There is of course the staff-student relationship between 'Oregon' and Professor Tony Shales, something which seems to be compulsory for any story featuring universities to include.  Whilst I may be tired of that kind of relationship being portrayed I have to confess I have worked with two women who have married their lecturers and whilst in and around universities knew at least three male academic staff who had married or had long-term relationships with particular students.  The one aspect that all television dramas about universities seem to miss that these days with more mature students (officially defined as students over 25 in UK or 26 in continental Europe), though with fees their numbers are dropping away, it is more than likely that an academic will encounter single or divorced students their own age which seems far more likely to spark a relationship than them chasing 18 year olds.  However, I have never seen such a relationship shown in the media.  The closest is 'Educating Rita' (play 1980; movie 1983) and in that case the sexual relationship was ruled out primarily on social class grounds

'Fresh Meat' does address concerns of contemporart students, showing the revival of student radicalism in these 'Occupy' times but this sitting alongside the usual worries about grades and relationships. The fact that most of the characters come from comfortable middle class families if not upper class ones accurately reflects the UK university system which has seen a stagnation in working class recruitment since 2002.  The real growth in attendance in universities has been among the less capable siblings of middle class people who would normally have gone anyway.  The characters of 'Oregon' and J.P. are reflective of those who go to university but Vod, Josie and Kingsley do not come from impoverished backgrounds either.  'Oregon''s attempts to appear more ordinary than she is, much to Vod's changrin is again spot on target.

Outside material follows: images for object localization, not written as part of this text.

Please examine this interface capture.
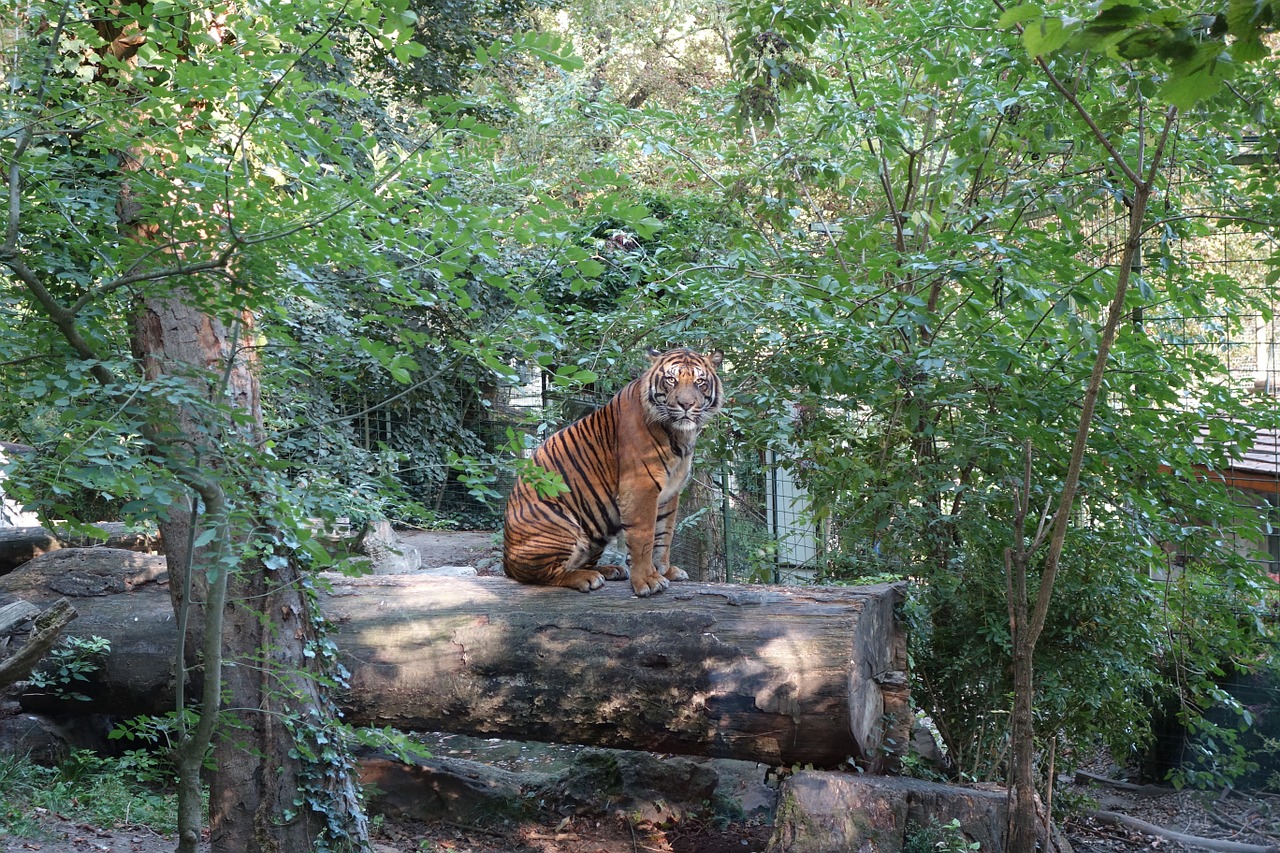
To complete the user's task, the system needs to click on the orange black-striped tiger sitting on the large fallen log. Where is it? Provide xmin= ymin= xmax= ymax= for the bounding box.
xmin=502 ymin=350 xmax=723 ymax=598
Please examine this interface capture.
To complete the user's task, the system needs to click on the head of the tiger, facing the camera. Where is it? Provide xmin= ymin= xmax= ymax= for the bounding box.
xmin=641 ymin=350 xmax=724 ymax=438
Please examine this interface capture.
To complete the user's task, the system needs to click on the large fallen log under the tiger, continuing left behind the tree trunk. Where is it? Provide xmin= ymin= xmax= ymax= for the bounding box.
xmin=0 ymin=548 xmax=910 ymax=771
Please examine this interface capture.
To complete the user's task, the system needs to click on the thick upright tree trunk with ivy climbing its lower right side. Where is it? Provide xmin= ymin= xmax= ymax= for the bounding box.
xmin=133 ymin=295 xmax=367 ymax=853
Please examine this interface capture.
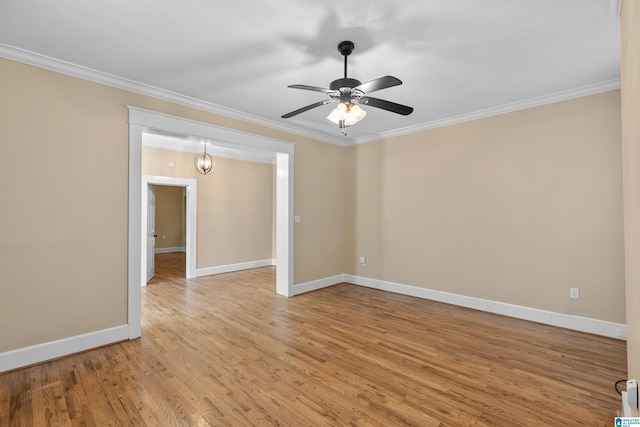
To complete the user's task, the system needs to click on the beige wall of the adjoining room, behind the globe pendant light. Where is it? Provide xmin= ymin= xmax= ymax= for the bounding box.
xmin=142 ymin=147 xmax=275 ymax=268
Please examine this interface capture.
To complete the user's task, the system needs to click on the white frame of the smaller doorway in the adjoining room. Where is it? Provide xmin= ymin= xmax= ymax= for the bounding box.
xmin=140 ymin=175 xmax=198 ymax=287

It is not a laugh out loud series, more one in which you go 'yes, that is so true', things like the friends you try to get rid of and the boy/girlfriends from home who cling on to students yet believing they are more 'real' than anyone studying at university.  The issues around parties remain pretty much the same as they always have been.  In some ways the series is a more grounded version of 'The Young Ones' (1981) but in my view is both entertaining and engaging.  Channel 4 has sensibly decided to keep 'Fresh Meat' live on its 4OD service and I recommend you go and watch it there:


Jonathan said...

Fresh Meat wasn't up-to-date, it was up to date.
The news was up to date.
It was up-to-date news.

Rooksmoor said...

Thank you for the most pedantic comment I have ever received, it really added to the debate. I believe that I can use an adjective after the verb to be. By hyphenating I make it into a single adjective.

I would suggest however that you actually get a life rather than haunting the internet trying to pick holes in postings on the basis of minutiae, especially as I use apostrophes correctly and do not use contractions, I imagine there are hundreds of thousands of better targets than this blog.